By Joni S. Mantell, LCSW
5 Key Steps for Parents – Prepare yourself to talk with your child about adoption
- Claim your child and feel entitled to parent your child
- Emotionally accept that your child has an interest in his birth history.
- Learn about the ages and stages in children’s understanding of adoption
- Get comfortable talking about adoption with your child
- Always remember that your child is curious about himself, not looking for other parents.
5 Key Tools for Parents – To talk to your child about adoption and other complex personal or social topics
- Go slowly, share bits & pieces of information as your child develops.
- Clarify children’s questions before you answer them.
- Sometimes parents need to initiate adoption topics once they understand:
• Normative adoption issues that occur at the different ages and stages of cognitive and emotional development.
• Which issues are harder for children to articulate - Work on your own issues first because your child will pick up your tone, what topics you focus on and which topics you avoid. Emotional validation and your tone are more important to your child than facts.
Make the family the safe place to talk.
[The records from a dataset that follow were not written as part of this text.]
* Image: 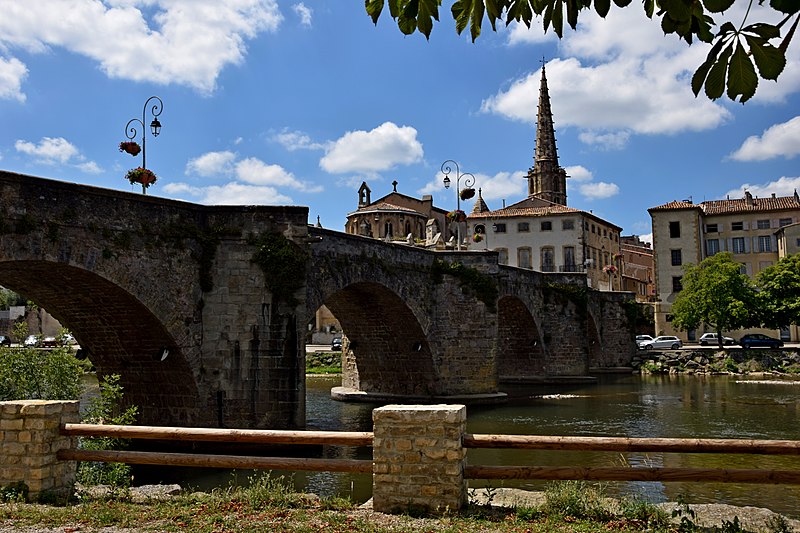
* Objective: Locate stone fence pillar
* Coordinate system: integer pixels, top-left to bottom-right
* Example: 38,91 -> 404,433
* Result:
0,400 -> 79,500
372,405 -> 467,513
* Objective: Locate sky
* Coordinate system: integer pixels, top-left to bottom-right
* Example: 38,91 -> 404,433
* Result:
0,0 -> 800,243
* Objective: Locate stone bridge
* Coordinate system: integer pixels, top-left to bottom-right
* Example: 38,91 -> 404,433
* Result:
0,171 -> 634,428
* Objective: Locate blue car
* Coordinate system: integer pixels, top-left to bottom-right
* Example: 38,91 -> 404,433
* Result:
739,333 -> 783,349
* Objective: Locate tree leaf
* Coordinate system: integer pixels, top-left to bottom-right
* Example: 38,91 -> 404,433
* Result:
594,0 -> 611,18
706,43 -> 733,100
703,0 -> 735,13
728,40 -> 758,103
364,0 -> 384,24
744,34 -> 786,80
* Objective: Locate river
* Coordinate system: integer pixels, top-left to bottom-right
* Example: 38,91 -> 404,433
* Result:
131,375 -> 800,518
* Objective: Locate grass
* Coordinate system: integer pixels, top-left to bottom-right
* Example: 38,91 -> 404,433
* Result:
0,474 -> 736,533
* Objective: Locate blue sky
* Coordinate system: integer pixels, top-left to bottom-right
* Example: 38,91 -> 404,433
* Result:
0,0 -> 800,242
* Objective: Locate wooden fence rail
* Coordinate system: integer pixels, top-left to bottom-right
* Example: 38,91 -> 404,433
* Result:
57,424 -> 800,484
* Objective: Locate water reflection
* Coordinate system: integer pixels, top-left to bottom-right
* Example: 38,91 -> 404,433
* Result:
134,375 -> 800,517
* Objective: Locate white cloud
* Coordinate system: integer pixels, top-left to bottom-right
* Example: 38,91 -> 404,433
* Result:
272,129 -> 328,152
0,57 -> 28,102
14,137 -> 102,174
730,116 -> 800,161
578,181 -> 619,200
0,0 -> 282,93
235,157 -> 322,192
726,176 -> 800,198
292,2 -> 314,28
162,181 -> 294,205
319,122 -> 423,174
185,151 -> 236,178
14,137 -> 79,164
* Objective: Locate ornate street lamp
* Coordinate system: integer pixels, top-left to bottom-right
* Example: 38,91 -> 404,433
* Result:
442,159 -> 475,250
125,96 -> 164,194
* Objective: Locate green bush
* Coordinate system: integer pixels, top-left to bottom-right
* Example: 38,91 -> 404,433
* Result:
77,374 -> 138,489
0,347 -> 84,401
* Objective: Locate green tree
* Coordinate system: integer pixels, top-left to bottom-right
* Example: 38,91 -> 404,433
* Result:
364,0 -> 800,103
756,254 -> 800,329
672,252 -> 758,349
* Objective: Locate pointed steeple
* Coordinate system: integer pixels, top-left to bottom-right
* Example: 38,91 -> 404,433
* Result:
528,61 -> 567,205
472,189 -> 489,215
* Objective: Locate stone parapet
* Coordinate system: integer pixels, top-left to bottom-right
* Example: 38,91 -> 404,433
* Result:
0,400 -> 79,500
372,405 -> 467,514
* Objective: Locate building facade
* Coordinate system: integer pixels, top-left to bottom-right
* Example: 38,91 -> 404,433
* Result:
467,63 -> 623,290
648,191 -> 800,341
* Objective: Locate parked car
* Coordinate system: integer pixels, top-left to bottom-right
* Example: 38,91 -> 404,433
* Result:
636,335 -> 653,350
700,333 -> 736,346
640,335 -> 683,350
739,333 -> 783,349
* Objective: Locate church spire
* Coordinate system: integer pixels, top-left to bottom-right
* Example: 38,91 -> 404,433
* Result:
528,60 -> 567,205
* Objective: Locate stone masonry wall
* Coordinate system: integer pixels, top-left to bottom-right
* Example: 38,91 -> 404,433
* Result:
0,400 -> 79,500
372,405 -> 467,513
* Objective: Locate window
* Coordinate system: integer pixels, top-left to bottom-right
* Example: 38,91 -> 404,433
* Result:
495,248 -> 508,265
517,246 -> 533,268
542,246 -> 556,272
563,246 -> 578,272
672,276 -> 683,292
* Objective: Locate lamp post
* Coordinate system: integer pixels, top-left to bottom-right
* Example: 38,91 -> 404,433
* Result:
442,159 -> 475,250
125,96 -> 164,194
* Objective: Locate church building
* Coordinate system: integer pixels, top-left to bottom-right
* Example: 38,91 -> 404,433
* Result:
467,66 -> 622,290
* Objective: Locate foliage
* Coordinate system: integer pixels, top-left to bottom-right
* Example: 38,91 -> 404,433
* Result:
0,347 -> 83,401
431,259 -> 498,312
77,374 -> 138,489
543,481 -> 611,520
252,233 -> 308,306
672,252 -> 758,347
364,0 -> 800,103
756,254 -> 800,329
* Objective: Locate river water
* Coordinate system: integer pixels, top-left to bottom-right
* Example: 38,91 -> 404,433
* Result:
133,375 -> 800,518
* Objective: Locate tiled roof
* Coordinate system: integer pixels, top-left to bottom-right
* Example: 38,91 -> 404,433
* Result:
648,196 -> 800,215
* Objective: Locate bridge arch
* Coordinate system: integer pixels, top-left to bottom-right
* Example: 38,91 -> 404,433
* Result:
325,282 -> 439,399
497,295 -> 547,382
0,260 -> 197,424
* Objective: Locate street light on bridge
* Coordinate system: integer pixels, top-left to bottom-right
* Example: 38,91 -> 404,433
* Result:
125,96 -> 164,194
442,159 -> 475,250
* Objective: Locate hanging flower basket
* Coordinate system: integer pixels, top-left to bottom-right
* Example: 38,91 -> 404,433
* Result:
119,141 -> 142,156
125,167 -> 157,188
447,209 -> 467,222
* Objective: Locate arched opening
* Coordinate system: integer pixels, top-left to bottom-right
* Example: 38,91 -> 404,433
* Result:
0,261 -> 198,424
325,282 -> 438,397
497,296 -> 547,382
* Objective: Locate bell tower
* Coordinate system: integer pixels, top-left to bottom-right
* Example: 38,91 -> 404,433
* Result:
528,61 -> 567,205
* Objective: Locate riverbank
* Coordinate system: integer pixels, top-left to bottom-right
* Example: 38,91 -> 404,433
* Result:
0,482 -> 800,533
631,348 -> 800,379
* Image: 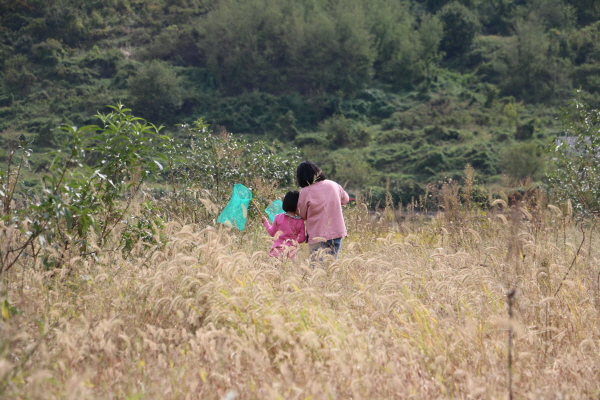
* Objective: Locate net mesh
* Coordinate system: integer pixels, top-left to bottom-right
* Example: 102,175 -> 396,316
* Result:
217,183 -> 252,231
265,200 -> 285,223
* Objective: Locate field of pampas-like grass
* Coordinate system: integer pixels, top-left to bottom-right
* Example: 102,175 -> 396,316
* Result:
0,207 -> 600,400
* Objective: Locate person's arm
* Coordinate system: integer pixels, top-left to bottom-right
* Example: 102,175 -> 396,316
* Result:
262,216 -> 277,236
296,191 -> 308,221
338,185 -> 350,206
298,221 -> 306,243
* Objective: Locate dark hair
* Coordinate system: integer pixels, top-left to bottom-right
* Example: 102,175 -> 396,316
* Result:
296,161 -> 327,187
283,190 -> 300,212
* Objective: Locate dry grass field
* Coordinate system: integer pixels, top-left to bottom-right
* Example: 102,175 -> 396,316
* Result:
0,195 -> 600,400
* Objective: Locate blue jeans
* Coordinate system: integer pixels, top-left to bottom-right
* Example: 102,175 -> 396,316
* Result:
308,238 -> 342,262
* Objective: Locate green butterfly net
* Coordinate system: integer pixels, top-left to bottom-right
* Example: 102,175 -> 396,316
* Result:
217,183 -> 252,231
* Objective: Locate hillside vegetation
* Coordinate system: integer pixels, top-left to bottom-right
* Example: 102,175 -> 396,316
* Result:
0,0 -> 600,200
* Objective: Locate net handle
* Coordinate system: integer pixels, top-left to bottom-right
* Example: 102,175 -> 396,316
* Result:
250,199 -> 264,217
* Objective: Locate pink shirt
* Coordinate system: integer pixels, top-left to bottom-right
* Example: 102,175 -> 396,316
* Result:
263,214 -> 306,258
297,179 -> 350,244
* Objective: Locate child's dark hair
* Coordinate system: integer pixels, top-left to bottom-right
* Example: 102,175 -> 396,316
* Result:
282,190 -> 300,212
296,161 -> 327,187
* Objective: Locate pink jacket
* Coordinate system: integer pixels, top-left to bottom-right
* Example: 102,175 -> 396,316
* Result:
297,179 -> 350,244
263,214 -> 306,259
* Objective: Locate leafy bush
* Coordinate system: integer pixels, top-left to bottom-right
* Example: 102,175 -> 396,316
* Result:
499,142 -> 546,180
549,93 -> 600,216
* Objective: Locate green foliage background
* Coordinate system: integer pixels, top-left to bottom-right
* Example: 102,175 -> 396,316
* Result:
0,0 -> 600,203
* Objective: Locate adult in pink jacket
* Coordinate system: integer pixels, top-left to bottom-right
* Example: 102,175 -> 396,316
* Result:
296,161 -> 350,257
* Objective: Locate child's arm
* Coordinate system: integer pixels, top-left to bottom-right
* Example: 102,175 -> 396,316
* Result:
262,215 -> 277,236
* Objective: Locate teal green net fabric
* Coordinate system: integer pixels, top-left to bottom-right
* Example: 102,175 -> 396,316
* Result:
265,200 -> 285,223
217,183 -> 252,231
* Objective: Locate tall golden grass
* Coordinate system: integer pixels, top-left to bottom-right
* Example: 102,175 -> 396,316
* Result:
0,192 -> 600,399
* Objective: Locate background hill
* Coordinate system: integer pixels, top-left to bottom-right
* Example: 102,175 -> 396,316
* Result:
0,0 -> 600,204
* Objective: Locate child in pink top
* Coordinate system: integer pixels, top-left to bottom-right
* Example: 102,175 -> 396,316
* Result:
296,161 -> 350,257
262,191 -> 306,260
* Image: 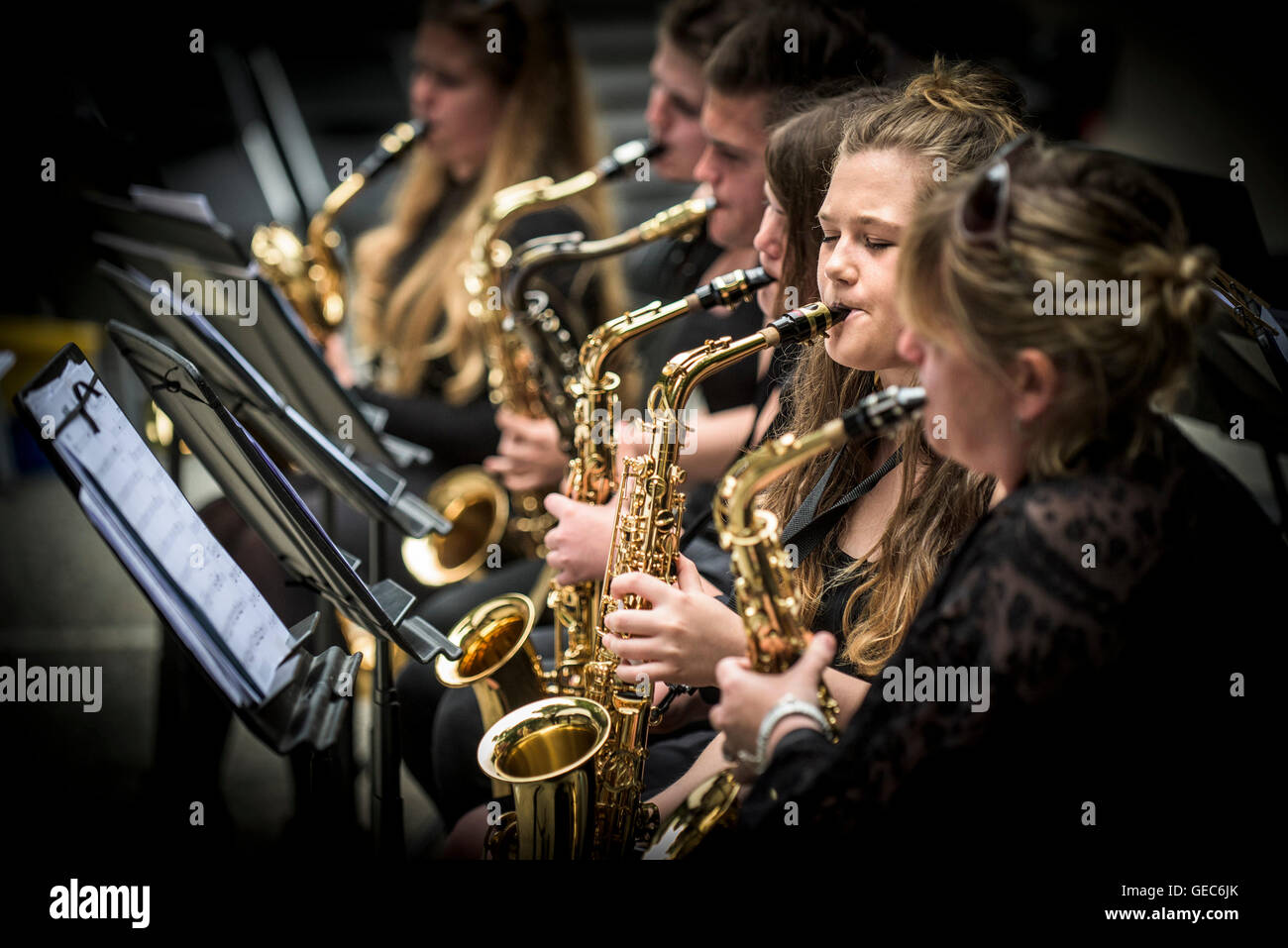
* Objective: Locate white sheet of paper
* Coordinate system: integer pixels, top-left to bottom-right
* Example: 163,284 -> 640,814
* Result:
27,362 -> 298,699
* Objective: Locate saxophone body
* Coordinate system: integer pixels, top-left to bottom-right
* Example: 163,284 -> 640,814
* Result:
434,270 -> 770,796
478,304 -> 833,859
644,386 -> 924,859
546,266 -> 772,695
501,198 -> 715,447
402,139 -> 658,586
585,303 -> 833,859
250,121 -> 425,343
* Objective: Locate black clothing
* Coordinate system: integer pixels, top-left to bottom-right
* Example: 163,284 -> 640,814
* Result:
721,422 -> 1288,874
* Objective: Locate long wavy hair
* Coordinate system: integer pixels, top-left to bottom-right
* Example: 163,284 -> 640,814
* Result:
765,86 -> 890,312
899,138 -> 1216,480
353,0 -> 623,404
763,56 -> 1024,675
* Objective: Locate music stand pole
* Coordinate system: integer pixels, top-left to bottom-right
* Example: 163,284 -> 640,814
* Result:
369,520 -> 406,863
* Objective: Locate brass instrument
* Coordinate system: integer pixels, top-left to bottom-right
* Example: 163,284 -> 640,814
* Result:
501,197 -> 716,447
585,303 -> 834,859
402,165 -> 709,586
434,266 -> 770,794
478,698 -> 609,859
480,303 -> 834,859
644,386 -> 926,859
250,121 -> 425,343
546,266 -> 773,695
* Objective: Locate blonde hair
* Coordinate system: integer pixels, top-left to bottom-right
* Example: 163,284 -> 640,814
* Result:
353,0 -> 623,404
764,56 -> 1024,675
899,141 -> 1216,479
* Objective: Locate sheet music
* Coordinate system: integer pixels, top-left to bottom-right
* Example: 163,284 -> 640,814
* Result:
130,184 -> 215,226
26,361 -> 298,700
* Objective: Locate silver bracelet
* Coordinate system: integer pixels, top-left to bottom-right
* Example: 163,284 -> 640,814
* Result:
738,694 -> 832,774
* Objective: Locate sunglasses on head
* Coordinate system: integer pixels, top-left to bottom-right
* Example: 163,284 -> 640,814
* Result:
957,132 -> 1035,248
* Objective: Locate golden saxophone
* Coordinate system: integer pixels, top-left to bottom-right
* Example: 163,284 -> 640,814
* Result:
250,120 -> 425,343
501,198 -> 721,447
546,266 -> 773,695
402,154 -> 726,586
434,266 -> 772,794
478,303 -> 834,859
644,386 -> 926,859
480,303 -> 833,859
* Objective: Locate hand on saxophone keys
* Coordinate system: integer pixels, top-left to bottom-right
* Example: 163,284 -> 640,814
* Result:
602,555 -> 747,685
545,493 -> 617,586
483,407 -> 568,490
709,632 -> 836,784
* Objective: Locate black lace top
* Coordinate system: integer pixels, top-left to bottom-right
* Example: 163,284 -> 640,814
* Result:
721,422 -> 1288,858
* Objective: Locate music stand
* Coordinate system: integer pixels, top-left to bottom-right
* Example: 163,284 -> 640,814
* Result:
86,188 -> 432,468
13,345 -> 361,808
108,321 -> 461,858
98,261 -> 451,537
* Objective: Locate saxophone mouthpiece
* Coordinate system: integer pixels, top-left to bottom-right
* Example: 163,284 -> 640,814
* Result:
761,303 -> 836,345
595,138 -> 666,180
747,266 -> 774,291
841,385 -> 926,438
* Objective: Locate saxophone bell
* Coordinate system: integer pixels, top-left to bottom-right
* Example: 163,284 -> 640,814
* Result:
478,698 -> 609,859
250,120 -> 426,343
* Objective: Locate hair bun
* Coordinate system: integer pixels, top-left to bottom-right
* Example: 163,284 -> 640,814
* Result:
1124,244 -> 1216,326
903,53 -> 1024,138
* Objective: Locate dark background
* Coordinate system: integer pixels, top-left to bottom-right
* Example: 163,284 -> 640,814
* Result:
0,0 -> 1288,930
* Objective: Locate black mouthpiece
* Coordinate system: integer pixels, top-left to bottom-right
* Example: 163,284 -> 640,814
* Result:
769,303 -> 836,345
595,138 -> 664,180
841,385 -> 926,438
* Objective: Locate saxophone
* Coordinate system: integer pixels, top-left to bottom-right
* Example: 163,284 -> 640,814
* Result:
480,303 -> 834,859
644,385 -> 926,859
501,198 -> 716,448
585,303 -> 833,859
546,266 -> 773,695
434,266 -> 770,796
250,120 -> 425,343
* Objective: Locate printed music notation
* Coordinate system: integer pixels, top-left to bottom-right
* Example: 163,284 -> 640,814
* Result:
26,360 -> 293,703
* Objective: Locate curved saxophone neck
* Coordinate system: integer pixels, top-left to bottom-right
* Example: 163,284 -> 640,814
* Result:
649,303 -> 836,411
501,198 -> 715,313
580,259 -> 774,385
465,139 -> 661,316
712,419 -> 850,541
308,120 -> 425,253
712,385 -> 926,542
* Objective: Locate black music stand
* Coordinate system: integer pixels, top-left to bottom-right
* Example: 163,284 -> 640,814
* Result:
98,262 -> 451,537
14,345 -> 362,834
108,321 -> 460,858
86,188 -> 430,468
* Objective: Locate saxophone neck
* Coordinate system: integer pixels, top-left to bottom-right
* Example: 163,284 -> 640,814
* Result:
308,121 -> 425,250
580,266 -> 774,383
712,385 -> 926,535
502,198 -> 715,322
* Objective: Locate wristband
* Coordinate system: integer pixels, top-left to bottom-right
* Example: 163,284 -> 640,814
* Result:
738,694 -> 833,774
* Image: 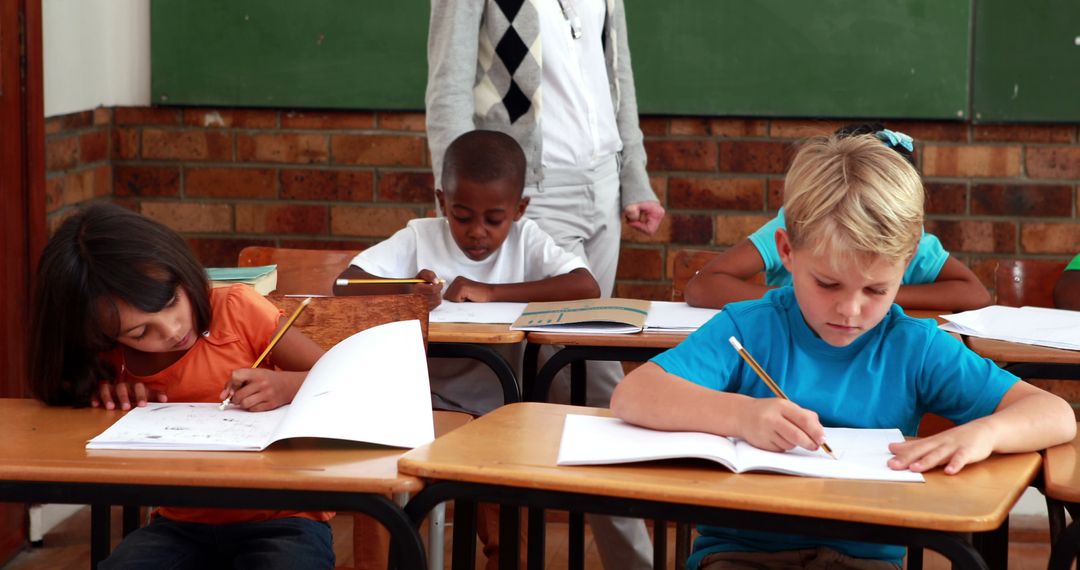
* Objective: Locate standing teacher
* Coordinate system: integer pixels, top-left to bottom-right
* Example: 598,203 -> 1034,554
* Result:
427,0 -> 664,570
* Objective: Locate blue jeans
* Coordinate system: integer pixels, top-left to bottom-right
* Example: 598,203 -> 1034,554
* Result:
98,516 -> 335,570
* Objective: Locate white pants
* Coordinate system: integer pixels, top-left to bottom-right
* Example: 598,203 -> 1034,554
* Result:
525,157 -> 652,570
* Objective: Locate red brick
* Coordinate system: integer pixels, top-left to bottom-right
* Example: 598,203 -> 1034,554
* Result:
112,107 -> 180,125
708,119 -> 769,138
45,136 -> 79,172
143,128 -> 232,161
924,219 -> 1016,254
139,201 -> 232,233
886,121 -> 968,143
184,109 -> 278,128
281,111 -> 375,130
112,126 -> 139,160
616,247 -> 664,281
1020,223 -> 1080,255
615,283 -> 672,301
637,117 -> 671,136
720,140 -> 795,174
79,130 -> 109,164
971,185 -> 1072,217
922,145 -> 1021,177
1027,147 -> 1080,179
379,171 -> 435,203
330,206 -> 417,238
237,133 -> 329,164
281,168 -> 375,202
667,177 -> 765,209
112,164 -> 180,198
237,204 -> 329,234
923,180 -> 968,214
971,124 -> 1076,143
184,167 -> 278,198
645,139 -> 717,172
769,120 -> 848,139
713,214 -> 777,245
378,111 -> 428,133
330,135 -> 428,166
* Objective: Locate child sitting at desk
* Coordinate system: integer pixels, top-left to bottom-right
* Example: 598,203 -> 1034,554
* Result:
685,123 -> 990,311
611,135 -> 1076,570
29,204 -> 335,569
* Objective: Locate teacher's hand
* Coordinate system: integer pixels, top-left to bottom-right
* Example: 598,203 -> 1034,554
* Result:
622,200 -> 664,235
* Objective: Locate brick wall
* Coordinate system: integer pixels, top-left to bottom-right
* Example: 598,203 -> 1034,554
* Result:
45,108 -> 1080,299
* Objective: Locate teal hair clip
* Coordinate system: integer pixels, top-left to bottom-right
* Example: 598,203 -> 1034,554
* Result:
876,128 -> 915,152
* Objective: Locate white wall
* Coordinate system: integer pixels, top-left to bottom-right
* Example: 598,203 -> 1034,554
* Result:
41,0 -> 150,117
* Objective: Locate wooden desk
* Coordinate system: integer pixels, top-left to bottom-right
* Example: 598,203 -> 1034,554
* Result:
0,399 -> 447,568
397,403 -> 1041,568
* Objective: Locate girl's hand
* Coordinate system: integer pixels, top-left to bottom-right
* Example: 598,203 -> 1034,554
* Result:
889,421 -> 994,475
90,382 -> 168,410
739,398 -> 825,451
218,368 -> 308,411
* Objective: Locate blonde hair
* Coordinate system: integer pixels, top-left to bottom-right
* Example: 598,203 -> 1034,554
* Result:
784,135 -> 926,269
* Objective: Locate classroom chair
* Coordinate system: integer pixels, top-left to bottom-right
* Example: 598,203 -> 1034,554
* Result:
237,245 -> 356,295
268,293 -> 438,569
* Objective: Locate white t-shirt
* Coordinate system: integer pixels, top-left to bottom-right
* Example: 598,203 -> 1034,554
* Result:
352,217 -> 589,413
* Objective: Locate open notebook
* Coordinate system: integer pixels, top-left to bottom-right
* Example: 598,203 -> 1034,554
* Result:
86,321 -> 434,451
557,415 -> 924,481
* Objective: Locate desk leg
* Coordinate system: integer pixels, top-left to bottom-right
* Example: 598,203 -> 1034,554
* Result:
90,504 -> 112,569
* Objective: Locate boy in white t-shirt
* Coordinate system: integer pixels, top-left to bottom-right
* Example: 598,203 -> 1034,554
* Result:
334,131 -> 600,413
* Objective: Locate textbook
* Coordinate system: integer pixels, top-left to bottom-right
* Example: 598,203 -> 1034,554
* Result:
86,321 -> 435,451
206,266 -> 278,295
557,415 -> 924,483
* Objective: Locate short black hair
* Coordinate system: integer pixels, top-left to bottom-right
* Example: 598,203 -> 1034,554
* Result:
442,130 -> 526,196
29,202 -> 211,406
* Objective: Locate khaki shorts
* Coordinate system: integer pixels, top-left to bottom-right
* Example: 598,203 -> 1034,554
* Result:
701,547 -> 900,570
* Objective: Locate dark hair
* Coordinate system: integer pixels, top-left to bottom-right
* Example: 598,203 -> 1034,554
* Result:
442,131 -> 525,196
834,121 -> 917,167
29,203 -> 211,406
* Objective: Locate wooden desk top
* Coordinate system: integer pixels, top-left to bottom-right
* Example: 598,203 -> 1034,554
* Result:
964,337 -> 1080,365
428,323 -> 525,344
0,399 -> 469,493
399,403 -> 1040,532
1042,424 -> 1080,503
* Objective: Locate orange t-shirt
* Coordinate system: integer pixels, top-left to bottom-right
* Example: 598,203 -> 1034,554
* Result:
105,285 -> 334,525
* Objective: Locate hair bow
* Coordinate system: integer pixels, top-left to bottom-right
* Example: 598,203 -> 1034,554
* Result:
876,128 -> 915,152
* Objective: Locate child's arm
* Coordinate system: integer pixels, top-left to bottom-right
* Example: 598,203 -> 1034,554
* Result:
334,266 -> 443,311
443,268 -> 600,302
894,256 -> 990,311
218,328 -> 323,411
889,381 -> 1077,475
684,240 -> 772,309
611,362 -> 825,451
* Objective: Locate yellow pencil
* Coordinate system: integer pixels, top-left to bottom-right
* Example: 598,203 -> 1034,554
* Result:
334,279 -> 446,287
728,337 -> 836,459
218,297 -> 311,410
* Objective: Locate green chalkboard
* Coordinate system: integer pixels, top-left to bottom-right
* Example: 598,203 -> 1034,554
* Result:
150,0 -> 430,109
151,0 -> 972,120
973,0 -> 1080,122
625,0 -> 972,120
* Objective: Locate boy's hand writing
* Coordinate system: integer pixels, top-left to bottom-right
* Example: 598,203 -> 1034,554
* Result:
90,382 -> 168,410
889,421 -> 994,475
443,276 -> 491,302
218,368 -> 307,411
738,398 -> 825,451
413,269 -> 443,311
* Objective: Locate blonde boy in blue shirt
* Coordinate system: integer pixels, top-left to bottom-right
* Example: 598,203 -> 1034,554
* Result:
611,135 -> 1076,570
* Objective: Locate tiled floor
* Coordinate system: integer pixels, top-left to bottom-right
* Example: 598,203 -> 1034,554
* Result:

If you can create a safe, open, empathic family
atmosphere in which adoption issues can be discussed, your child will feel its OK to talk to
you about adoption (and lots of other issues) throughout his or her life.
Laying an early foundation with language, emotional comfort and communication will serve
you and your child when and if you have more difficult information to share; or your child
experiences some difficult emotions.
Talking about adoption boosts self-confidence and is a wonderful way to teach your child
about intimacy, good relationships and the joy of being curious in life.